De par leur petite taille et leur incapacité à réguler leur température corporelle, les insectes s’avèrent particulièrement sensibles aux changements environnementaux comme la température et l'humidité. Le réchauffement dépasse déjà les seuils de tolérance de nombreuses plantes et animaux, entraînant la mort massive d’individus et la disparition de populations voire même d’espèces. Dans cet article de synthèse, les chercheurs expliquent la façon dont le dérèglement climatique module la physiologie et le comportement des insectes, avec des effets marqués sur les cycles de vie, la reproduction et la persistance des populations. En particulier, certaines espèces deviennent actives à des endroits ou des moments où elles ne l’étaient pas auparavant. D’autres espèces d’insectes au contraire s’éteignent localement. Cela conduit à des changements importants dans la structure et le fonctionnement des interactions entre espèces, avec des répercussions potentiellement graves sur la stabilité et le fonctionnement des écosystèmes, et par la suite sur la fourniture de services écosystémiques comme la pollinisation ou le contrôle des maladies. 

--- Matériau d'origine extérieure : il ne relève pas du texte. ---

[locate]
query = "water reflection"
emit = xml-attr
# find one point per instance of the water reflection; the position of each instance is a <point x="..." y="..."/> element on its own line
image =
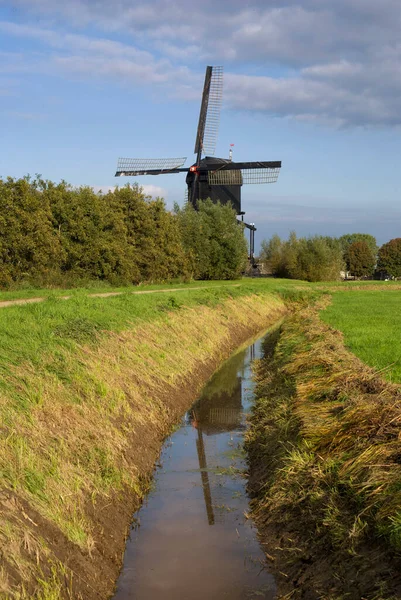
<point x="219" y="409"/>
<point x="179" y="552"/>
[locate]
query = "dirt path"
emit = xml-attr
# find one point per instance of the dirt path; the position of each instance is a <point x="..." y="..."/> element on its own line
<point x="35" y="300"/>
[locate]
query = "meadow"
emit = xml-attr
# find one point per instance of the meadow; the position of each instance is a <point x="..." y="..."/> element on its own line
<point x="370" y="320"/>
<point x="89" y="388"/>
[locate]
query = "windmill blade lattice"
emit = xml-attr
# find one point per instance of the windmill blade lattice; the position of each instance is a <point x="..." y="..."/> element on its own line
<point x="141" y="166"/>
<point x="242" y="176"/>
<point x="209" y="117"/>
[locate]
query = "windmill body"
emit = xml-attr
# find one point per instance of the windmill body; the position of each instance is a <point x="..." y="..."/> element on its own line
<point x="209" y="177"/>
<point x="200" y="188"/>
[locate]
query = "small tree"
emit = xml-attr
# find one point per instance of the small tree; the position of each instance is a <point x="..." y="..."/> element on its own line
<point x="390" y="257"/>
<point x="213" y="239"/>
<point x="350" y="238"/>
<point x="360" y="259"/>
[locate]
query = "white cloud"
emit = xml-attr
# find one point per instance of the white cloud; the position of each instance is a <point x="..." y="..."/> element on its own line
<point x="337" y="62"/>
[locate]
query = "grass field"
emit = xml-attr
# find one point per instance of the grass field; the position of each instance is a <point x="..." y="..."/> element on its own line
<point x="79" y="378"/>
<point x="371" y="323"/>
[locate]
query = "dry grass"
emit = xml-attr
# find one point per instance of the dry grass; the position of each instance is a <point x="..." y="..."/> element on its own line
<point x="73" y="433"/>
<point x="329" y="428"/>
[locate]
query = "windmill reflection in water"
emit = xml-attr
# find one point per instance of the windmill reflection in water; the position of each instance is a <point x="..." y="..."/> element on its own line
<point x="219" y="410"/>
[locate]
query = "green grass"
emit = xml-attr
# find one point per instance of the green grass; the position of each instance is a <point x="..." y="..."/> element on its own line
<point x="80" y="378"/>
<point x="371" y="323"/>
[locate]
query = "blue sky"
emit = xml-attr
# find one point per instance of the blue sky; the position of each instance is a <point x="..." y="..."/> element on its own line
<point x="314" y="83"/>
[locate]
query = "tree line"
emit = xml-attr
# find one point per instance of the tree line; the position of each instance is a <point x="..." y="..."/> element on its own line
<point x="57" y="234"/>
<point x="323" y="258"/>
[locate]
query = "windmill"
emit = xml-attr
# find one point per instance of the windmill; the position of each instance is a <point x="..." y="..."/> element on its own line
<point x="209" y="177"/>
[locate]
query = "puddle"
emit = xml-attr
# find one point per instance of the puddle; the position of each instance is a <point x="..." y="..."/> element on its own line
<point x="191" y="539"/>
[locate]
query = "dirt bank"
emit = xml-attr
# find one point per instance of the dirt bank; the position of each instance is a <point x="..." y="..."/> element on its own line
<point x="79" y="462"/>
<point x="324" y="451"/>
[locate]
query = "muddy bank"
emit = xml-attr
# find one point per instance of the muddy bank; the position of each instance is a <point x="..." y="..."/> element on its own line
<point x="198" y="501"/>
<point x="325" y="471"/>
<point x="67" y="537"/>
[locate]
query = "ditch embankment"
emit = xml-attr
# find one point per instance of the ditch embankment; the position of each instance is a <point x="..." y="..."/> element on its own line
<point x="325" y="466"/>
<point x="90" y="388"/>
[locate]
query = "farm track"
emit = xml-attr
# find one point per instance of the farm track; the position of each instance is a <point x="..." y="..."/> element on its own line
<point x="35" y="300"/>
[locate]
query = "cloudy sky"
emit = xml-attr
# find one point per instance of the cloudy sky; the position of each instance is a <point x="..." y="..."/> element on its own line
<point x="314" y="83"/>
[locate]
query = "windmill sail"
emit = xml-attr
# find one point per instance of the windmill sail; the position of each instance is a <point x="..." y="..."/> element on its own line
<point x="132" y="167"/>
<point x="244" y="173"/>
<point x="209" y="116"/>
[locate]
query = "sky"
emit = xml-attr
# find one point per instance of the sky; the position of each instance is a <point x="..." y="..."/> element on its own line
<point x="313" y="83"/>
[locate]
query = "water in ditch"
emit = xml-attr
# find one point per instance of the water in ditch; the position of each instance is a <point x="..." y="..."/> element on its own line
<point x="191" y="539"/>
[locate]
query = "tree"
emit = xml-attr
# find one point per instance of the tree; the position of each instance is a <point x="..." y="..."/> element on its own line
<point x="350" y="238"/>
<point x="29" y="248"/>
<point x="360" y="259"/>
<point x="389" y="258"/>
<point x="315" y="258"/>
<point x="213" y="239"/>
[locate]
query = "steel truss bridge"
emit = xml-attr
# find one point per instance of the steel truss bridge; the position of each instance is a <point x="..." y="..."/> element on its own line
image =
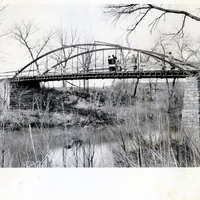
<point x="90" y="61"/>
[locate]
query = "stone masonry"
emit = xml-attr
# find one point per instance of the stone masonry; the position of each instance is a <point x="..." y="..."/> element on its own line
<point x="4" y="93"/>
<point x="191" y="110"/>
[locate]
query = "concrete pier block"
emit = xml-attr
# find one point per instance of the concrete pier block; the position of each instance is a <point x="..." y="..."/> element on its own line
<point x="191" y="110"/>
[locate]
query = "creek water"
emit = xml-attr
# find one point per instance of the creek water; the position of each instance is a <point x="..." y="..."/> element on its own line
<point x="50" y="143"/>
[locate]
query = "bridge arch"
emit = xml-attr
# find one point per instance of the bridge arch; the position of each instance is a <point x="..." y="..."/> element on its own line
<point x="68" y="53"/>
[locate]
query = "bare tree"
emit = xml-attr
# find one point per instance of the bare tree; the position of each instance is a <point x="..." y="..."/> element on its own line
<point x="142" y="11"/>
<point x="27" y="33"/>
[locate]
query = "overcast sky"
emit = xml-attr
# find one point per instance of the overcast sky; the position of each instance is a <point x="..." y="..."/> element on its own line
<point x="86" y="17"/>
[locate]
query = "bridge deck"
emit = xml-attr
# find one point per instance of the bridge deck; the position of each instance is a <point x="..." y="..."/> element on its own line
<point x="107" y="75"/>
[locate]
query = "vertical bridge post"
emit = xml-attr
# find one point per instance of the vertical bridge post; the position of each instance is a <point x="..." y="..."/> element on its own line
<point x="191" y="111"/>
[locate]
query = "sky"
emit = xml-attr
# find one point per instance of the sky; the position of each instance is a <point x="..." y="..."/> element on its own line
<point x="87" y="17"/>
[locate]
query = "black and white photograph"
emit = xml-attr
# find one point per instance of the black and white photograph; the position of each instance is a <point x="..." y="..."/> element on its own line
<point x="101" y="85"/>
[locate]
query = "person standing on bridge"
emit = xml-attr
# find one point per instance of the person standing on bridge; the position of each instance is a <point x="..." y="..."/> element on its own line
<point x="109" y="60"/>
<point x="171" y="59"/>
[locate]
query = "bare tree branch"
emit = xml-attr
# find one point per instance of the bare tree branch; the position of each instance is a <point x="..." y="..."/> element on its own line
<point x="117" y="11"/>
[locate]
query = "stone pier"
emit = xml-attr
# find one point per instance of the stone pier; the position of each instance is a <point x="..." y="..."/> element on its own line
<point x="4" y="94"/>
<point x="191" y="110"/>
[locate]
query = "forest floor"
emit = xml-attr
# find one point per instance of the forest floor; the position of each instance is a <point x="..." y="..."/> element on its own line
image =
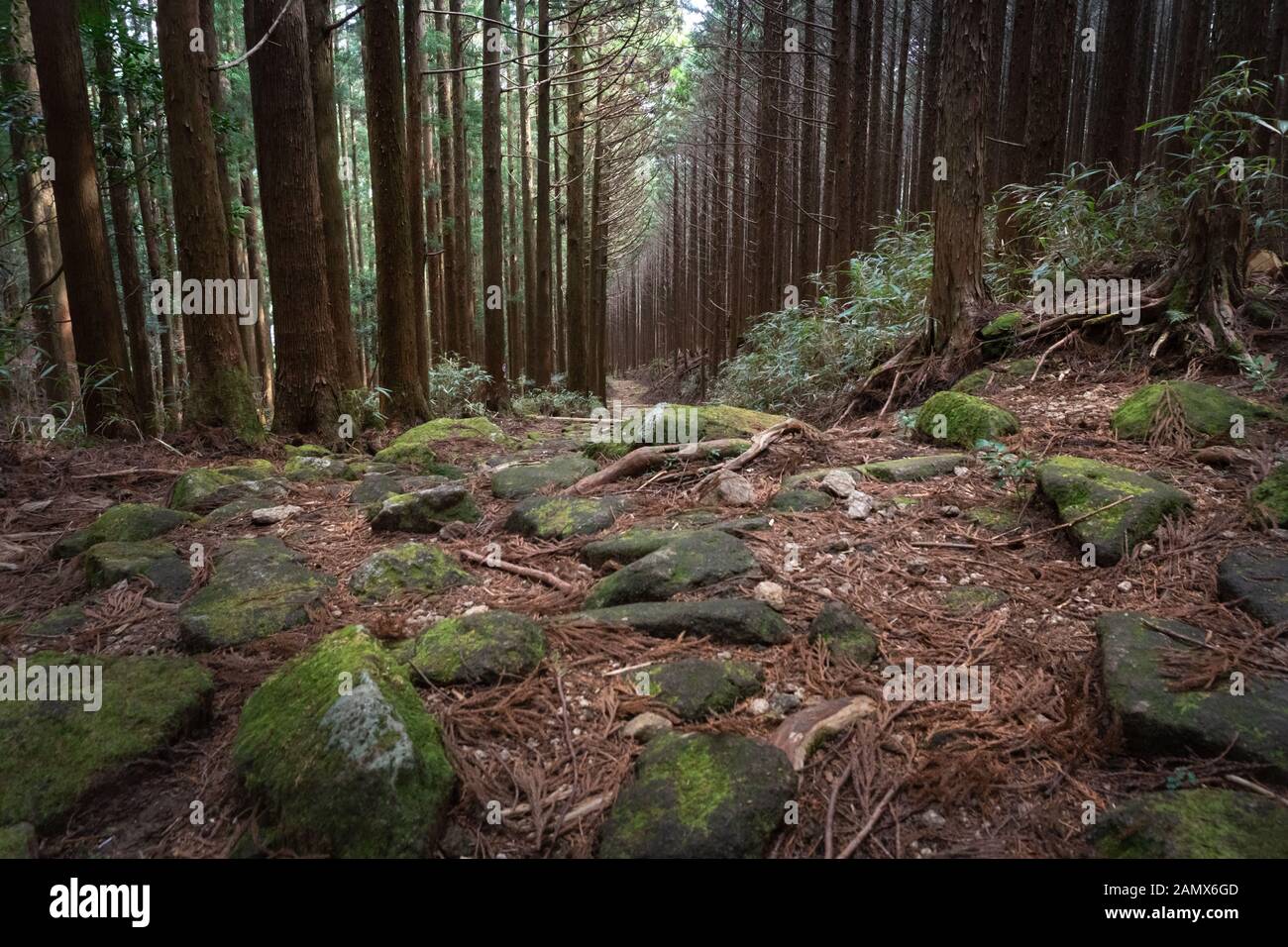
<point x="922" y="780"/>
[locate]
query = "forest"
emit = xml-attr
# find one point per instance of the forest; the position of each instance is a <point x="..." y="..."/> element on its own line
<point x="673" y="428"/>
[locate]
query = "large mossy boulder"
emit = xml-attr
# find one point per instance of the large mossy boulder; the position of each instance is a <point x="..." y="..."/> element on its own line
<point x="415" y="447"/>
<point x="258" y="589"/>
<point x="52" y="753"/>
<point x="1194" y="823"/>
<point x="1078" y="487"/>
<point x="478" y="648"/>
<point x="699" y="795"/>
<point x="107" y="564"/>
<point x="412" y="569"/>
<point x="684" y="423"/>
<point x="1160" y="722"/>
<point x="1270" y="496"/>
<point x="424" y="510"/>
<point x="844" y="633"/>
<point x="127" y="522"/>
<point x="308" y="470"/>
<point x="696" y="688"/>
<point x="561" y="517"/>
<point x="912" y="470"/>
<point x="964" y="419"/>
<point x="205" y="488"/>
<point x="1207" y="411"/>
<point x="342" y="757"/>
<point x="733" y="621"/>
<point x="999" y="335"/>
<point x="518" y="480"/>
<point x="1256" y="579"/>
<point x="691" y="562"/>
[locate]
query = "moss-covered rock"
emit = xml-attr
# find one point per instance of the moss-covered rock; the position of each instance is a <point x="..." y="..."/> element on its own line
<point x="258" y="589"/>
<point x="911" y="470"/>
<point x="1256" y="579"/>
<point x="415" y="447"/>
<point x="307" y="451"/>
<point x="964" y="419"/>
<point x="965" y="599"/>
<point x="52" y="753"/>
<point x="342" y="757"/>
<point x="696" y="688"/>
<point x="1078" y="486"/>
<point x="694" y="561"/>
<point x="308" y="470"/>
<point x="974" y="382"/>
<point x="518" y="480"/>
<point x="17" y="841"/>
<point x="699" y="795"/>
<point x="411" y="569"/>
<point x="1207" y="410"/>
<point x="1194" y="823"/>
<point x="56" y="621"/>
<point x="376" y="487"/>
<point x="800" y="500"/>
<point x="734" y="621"/>
<point x="1158" y="720"/>
<point x="127" y="522"/>
<point x="478" y="648"/>
<point x="107" y="564"/>
<point x="561" y="517"/>
<point x="204" y="489"/>
<point x="844" y="633"/>
<point x="424" y="510"/>
<point x="1270" y="496"/>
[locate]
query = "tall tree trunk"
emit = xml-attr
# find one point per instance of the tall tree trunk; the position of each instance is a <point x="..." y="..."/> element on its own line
<point x="326" y="129"/>
<point x="39" y="223"/>
<point x="104" y="368"/>
<point x="493" y="222"/>
<point x="541" y="330"/>
<point x="413" y="37"/>
<point x="386" y="136"/>
<point x="116" y="166"/>
<point x="957" y="285"/>
<point x="308" y="386"/>
<point x="579" y="373"/>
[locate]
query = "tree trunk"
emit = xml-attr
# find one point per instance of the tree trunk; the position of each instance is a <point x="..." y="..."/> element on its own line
<point x="957" y="285"/>
<point x="326" y="129"/>
<point x="104" y="368"/>
<point x="39" y="224"/>
<point x="308" y="386"/>
<point x="386" y="136"/>
<point x="493" y="222"/>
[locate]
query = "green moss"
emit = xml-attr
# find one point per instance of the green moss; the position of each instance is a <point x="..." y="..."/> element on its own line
<point x="259" y="587"/>
<point x="1078" y="487"/>
<point x="412" y="567"/>
<point x="477" y="648"/>
<point x="52" y="753"/>
<point x="1194" y="823"/>
<point x="357" y="775"/>
<point x="1270" y="496"/>
<point x="1206" y="410"/>
<point x="966" y="419"/>
<point x="127" y="522"/>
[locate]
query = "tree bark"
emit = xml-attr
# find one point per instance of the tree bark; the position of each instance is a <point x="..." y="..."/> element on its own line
<point x="104" y="369"/>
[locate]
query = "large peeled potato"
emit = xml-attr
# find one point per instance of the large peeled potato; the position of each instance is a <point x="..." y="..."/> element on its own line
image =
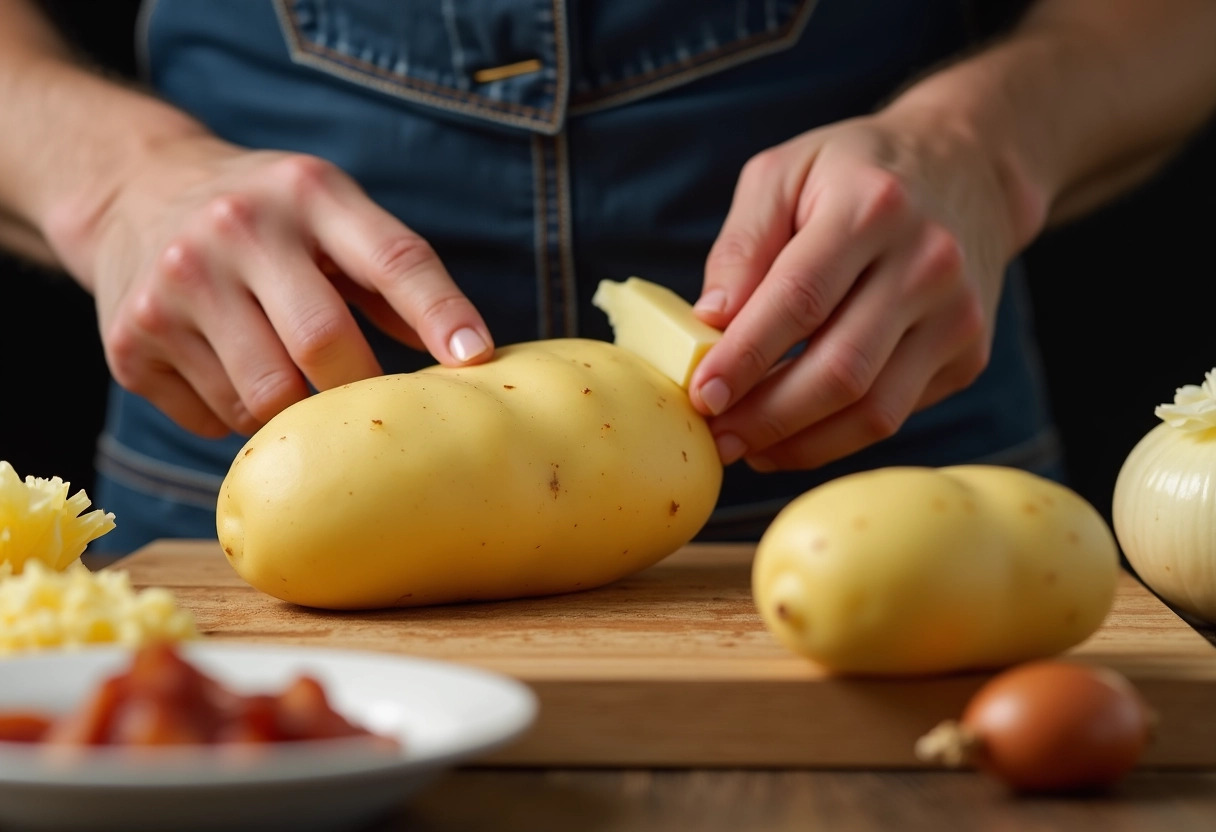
<point x="557" y="466"/>
<point x="915" y="571"/>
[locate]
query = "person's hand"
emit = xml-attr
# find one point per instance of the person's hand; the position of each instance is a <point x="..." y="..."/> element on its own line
<point x="221" y="279"/>
<point x="880" y="245"/>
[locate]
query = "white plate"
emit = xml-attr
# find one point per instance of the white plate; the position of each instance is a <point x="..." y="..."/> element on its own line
<point x="442" y="713"/>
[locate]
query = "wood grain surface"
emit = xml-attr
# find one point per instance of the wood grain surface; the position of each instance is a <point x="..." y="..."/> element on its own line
<point x="673" y="667"/>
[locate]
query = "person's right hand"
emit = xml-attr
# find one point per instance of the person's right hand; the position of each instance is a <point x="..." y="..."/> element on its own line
<point x="221" y="279"/>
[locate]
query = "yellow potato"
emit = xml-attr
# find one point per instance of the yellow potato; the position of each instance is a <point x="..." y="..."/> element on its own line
<point x="915" y="571"/>
<point x="559" y="465"/>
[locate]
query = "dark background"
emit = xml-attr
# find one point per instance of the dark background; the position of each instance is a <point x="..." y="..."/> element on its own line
<point x="1125" y="302"/>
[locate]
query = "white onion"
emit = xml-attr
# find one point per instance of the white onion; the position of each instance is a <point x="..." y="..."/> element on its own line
<point x="1164" y="507"/>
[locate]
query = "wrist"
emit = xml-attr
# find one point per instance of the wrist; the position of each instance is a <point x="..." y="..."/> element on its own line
<point x="80" y="179"/>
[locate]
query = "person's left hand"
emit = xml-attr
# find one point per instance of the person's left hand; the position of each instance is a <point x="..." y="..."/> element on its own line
<point x="882" y="243"/>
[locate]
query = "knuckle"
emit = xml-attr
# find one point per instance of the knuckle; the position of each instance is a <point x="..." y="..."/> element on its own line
<point x="266" y="395"/>
<point x="303" y="174"/>
<point x="752" y="360"/>
<point x="879" y="419"/>
<point x="401" y="254"/>
<point x="883" y="196"/>
<point x="969" y="324"/>
<point x="848" y="372"/>
<point x="804" y="304"/>
<point x="732" y="249"/>
<point x="150" y="315"/>
<point x="941" y="260"/>
<point x="438" y="308"/>
<point x="181" y="264"/>
<point x="316" y="336"/>
<point x="231" y="217"/>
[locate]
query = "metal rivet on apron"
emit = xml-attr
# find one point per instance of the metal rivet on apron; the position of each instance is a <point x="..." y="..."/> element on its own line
<point x="507" y="71"/>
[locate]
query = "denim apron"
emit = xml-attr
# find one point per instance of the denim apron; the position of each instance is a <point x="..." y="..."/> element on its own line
<point x="541" y="146"/>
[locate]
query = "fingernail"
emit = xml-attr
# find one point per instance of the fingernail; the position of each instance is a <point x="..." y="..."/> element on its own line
<point x="715" y="394"/>
<point x="711" y="301"/>
<point x="730" y="448"/>
<point x="467" y="343"/>
<point x="760" y="464"/>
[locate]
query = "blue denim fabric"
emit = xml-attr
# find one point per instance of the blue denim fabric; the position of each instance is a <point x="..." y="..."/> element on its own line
<point x="535" y="187"/>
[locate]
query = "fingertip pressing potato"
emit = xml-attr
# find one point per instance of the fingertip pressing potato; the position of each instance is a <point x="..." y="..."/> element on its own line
<point x="557" y="466"/>
<point x="913" y="571"/>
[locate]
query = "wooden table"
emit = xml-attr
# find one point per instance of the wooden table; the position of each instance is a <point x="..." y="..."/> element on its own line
<point x="681" y="781"/>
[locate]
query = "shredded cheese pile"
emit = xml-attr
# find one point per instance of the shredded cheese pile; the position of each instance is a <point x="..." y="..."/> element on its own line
<point x="49" y="597"/>
<point x="76" y="607"/>
<point x="1194" y="405"/>
<point x="39" y="521"/>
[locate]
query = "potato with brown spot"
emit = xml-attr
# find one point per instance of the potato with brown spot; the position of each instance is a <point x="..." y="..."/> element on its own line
<point x="476" y="483"/>
<point x="916" y="571"/>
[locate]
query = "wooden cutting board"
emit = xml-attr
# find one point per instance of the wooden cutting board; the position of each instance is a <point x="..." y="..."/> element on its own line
<point x="674" y="667"/>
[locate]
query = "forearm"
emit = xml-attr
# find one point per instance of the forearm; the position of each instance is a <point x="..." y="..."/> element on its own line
<point x="1082" y="101"/>
<point x="72" y="136"/>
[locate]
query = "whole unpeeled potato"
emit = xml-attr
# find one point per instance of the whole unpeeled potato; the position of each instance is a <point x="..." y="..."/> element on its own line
<point x="557" y="466"/>
<point x="915" y="571"/>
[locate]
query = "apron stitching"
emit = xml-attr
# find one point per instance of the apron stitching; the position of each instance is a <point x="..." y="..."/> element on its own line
<point x="362" y="71"/>
<point x="707" y="63"/>
<point x="566" y="235"/>
<point x="759" y="40"/>
<point x="540" y="209"/>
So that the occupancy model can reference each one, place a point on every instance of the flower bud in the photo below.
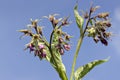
(60, 40)
(55, 22)
(86, 15)
(67, 37)
(31, 47)
(39, 29)
(64, 22)
(34, 22)
(96, 40)
(61, 50)
(103, 15)
(104, 41)
(41, 46)
(51, 18)
(93, 9)
(43, 54)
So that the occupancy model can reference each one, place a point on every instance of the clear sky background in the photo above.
(17, 64)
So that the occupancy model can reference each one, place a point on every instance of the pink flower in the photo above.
(41, 46)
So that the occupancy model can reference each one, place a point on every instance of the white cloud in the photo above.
(116, 30)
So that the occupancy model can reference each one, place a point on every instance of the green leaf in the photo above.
(79, 19)
(83, 70)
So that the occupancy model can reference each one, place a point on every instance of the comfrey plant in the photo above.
(96, 27)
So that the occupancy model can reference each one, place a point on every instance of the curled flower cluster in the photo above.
(98, 26)
(39, 45)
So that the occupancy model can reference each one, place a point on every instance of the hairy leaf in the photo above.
(83, 70)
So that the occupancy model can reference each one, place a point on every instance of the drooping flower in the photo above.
(41, 46)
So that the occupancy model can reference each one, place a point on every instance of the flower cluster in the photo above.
(39, 45)
(61, 39)
(99, 25)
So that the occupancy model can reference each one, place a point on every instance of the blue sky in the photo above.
(17, 64)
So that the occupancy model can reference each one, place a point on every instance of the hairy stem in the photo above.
(79, 46)
(75, 56)
(62, 74)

L’article de synthèse relate également les impacts majeurs des événements climatiques extrêmes sur les insectes, lesquels s’ajoutent aux conséquences du réchauffement global et ont des répercussions en cascade de plus en plus difficiles à gérer. Les chercheurs résument l’état des connaissances sur les effets de quatre types d'événements extrêmes, dont la fréquence et l’amplitude augmentent de façon alarmante : les vagues de chaleur ou de froid, les épisodes de sécheresse, les excès de précipitations et les incendies. Le constat est accablant, avec des effets instantanés et brutaux sur les populations d’insectes affectées. Bien que les effets à long terme de ces événements extrêmes restent peu explorés, les pronostics sont mauvais pour les nombreuses espèces qui n’ont pas les capacités de résistance et d’adaptation à de telles pressions environnementales.

insectes
Figure 1 : De nombreuses espèces d’insectes souffrent déjà de l’effet du réchauffement climatique et des événements climatiques extrêmes. (a) Par exemple, la libellule empereur (Anax imperator) s’est redistribuée vers le nord et des altitudes plus élevées en Europe depuis 2000 (Platts et al., 2019). (b) En Californie et au Mexique, le papillon damier (Euphydryas editha quino) qui demeure en danger d’extinction a réagi au réchauffement récent en se déplaçant vers des altitudes plus élevées et en abandonnant sa plante alimentaire préférée des plaines, une espèce de plantain (Parmesan et al., 2015). (c) De nombreux déclins récents d'insectes très vulnérables, tels que les bourdons terricoles (Bombus terricola), ont été attribués aux extrêmes climatiques, et en particulier aux vagues de chaleur (Martinet et al., 2015). (d) L'exposition aux vagues de chaleur peut avoir des effets importants sur la reproduction des insectes. Par exemple, la guêpe parasite Gelis agilis voit sa capacité à exploiter ses hôtes fortement altérée lors de ces événements de température élevée (Chen et al., 2019). Photographie de libellule empereur par Tim Bekaert ; photo du papillon damier par Andrew Fisher ; photo du bourdon terricole par Rob Foster ; photo de Gelis agilis par Tibor Bukovinszky, avec autorisation.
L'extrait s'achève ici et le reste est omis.